# Welcome to Zarr and Dask for large-scale imaging workshop
## Fernando Cervantes
### Systems Analyst in JAX's Research IT
### email: fernando.cervantes@jax.org

## Outcomes for today's session:
- Learn to use Dask library with Zarr image data
- Implement and apply image analysis pipelines with Dask
- Save image analysis outputs as Zarr files


---
# Overview of the Dask package

Dask is lazy!

Find more about this [here](https://docs.dask.org/en/stable/array.html)

![image](https://docs.dask.org/en/stable/_images/dask-array.svg)
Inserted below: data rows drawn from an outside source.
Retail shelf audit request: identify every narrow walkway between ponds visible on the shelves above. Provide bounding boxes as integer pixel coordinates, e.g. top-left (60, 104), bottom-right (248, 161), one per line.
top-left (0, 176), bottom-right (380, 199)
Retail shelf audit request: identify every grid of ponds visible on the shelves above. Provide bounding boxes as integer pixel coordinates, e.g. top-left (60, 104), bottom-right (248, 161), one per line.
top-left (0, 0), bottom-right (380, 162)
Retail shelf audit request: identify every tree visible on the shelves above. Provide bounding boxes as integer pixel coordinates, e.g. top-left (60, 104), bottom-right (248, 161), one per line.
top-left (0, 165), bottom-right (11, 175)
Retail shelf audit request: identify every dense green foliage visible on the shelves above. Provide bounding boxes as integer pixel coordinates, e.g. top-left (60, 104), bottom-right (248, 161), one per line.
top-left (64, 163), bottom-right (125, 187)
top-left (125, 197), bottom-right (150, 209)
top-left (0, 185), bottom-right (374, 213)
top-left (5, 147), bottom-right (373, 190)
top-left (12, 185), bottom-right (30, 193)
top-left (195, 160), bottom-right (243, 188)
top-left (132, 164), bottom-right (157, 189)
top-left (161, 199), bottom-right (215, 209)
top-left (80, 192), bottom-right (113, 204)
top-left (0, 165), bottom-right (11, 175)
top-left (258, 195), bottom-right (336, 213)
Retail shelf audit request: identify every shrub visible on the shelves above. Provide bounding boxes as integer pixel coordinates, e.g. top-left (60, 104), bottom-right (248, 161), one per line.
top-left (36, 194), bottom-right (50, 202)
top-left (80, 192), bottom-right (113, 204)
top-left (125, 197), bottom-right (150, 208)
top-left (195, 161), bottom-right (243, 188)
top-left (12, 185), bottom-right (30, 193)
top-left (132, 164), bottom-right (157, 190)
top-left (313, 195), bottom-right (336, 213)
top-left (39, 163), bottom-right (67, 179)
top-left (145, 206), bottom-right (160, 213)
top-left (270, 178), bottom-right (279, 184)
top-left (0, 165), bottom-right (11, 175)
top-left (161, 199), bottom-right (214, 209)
# 1. Manipulate Dask arrays

## 1.1 Create Dask arrays

- [ ] Create a $10\times10$ dask array of type `int16`, that is formed by chunks of size $5\times5$.

In [None]:
import dask
import dask.array as da
import numpy as np

In [None]:
d1 = da.zeros((10, 10), chunks=(5, 5), dtype=np.int16)

In [None]:
d1

- [ ] Modify the content of the dask array using slice selection.

In [None]:
d1[:5, :5] = 1

---
## 1.3 Execute the computation graph

- [ ] Visualize the information of the dask array.

In [None]:
d1

- [ ] Use the `.compute()` method of the dask array to trigger the actual computation of the instructions.

In [None]:
d1.compute()

- [ ] Add more steps to the computation graph.

In [None]:
d1 = d1 + 1

In [None]:
d1

In [None]:
d2 = da.ones((10, 10), chunks=(3, 3))

In [None]:
d3 = d1 + d2

In [None]:
d3

- [ ] Inspect the chunks' size of the resulting dask array

In [None]:
d3.chunks

---
## 1.4 Rechunk Dask arrays

- [ ] Use the `.rechunk(...)` method of the dask array to change the size of each of its chunks.

In [None]:
d3 = d3.rechunk((5, 5))

In [None]:
d3

In [None]:
d3 = d1 + d2.rechunk(d1.chunks)

In [None]:
d3

- [ ] Apply some math operations on the dask array using `numpy`.

In [None]:
d3_sum = np.sum(d3)

In [None]:
d3_sum

In [None]:
d3_sum.compute()

In [None]:
d3_cos = np.cos(d3)

In [None]:
d3_cos

In [None]:
d3_cos.compute()

---
## 1.5 Persist vs Compute

- [ ] Use the `.persist()` method of the dask array to partially compute the operations graph.

In [None]:
d3 = d1 + d2.rechunk((5, 5))

In [None]:
d3

In [None]:
d3 = d3.persist()

In [None]:
d3

In [None]:
d3 = d3 + 1

In [None]:
d3

---

## 1.3 Delayed operations

- [ ] Create a delayed function (decorated with `@dask.delayed`) that can be applied lazily

In [None]:
@dask.delayed
def grid_x(height, width, offset = 0):
    x = np.arange(offset, offset + width)
    return np.tile(x, (height, 1))

@dask.delayed
def grid_y(height, width, offset = 0):
    y = np.arange(offset, offset + height)
    return np.tile(y[:, None], (1, width))

In [None]:
X = grid_x(500, 500)
Y = grid_y(500, 500)

In [None]:
da_X = da.from_delayed(X, (500, 500), dtype=np.float64)

In [None]:
da_Y = da.from_delayed(Y, (500, 500), dtype=np.float64)

In [None]:
da_Z = da_X ** 2 + da_Y ** 2

In [None]:
da_Z

In [None]:
import matplotlib.pyplot as plt

In [None]:
plt.imshow(da_Z)

---
## 1.4 Stack, Concatenate, and Block

In [None]:
da_X_0_0 = da.from_delayed(grid_x(500, 500, 0), (500, 500), dtype=np.float64)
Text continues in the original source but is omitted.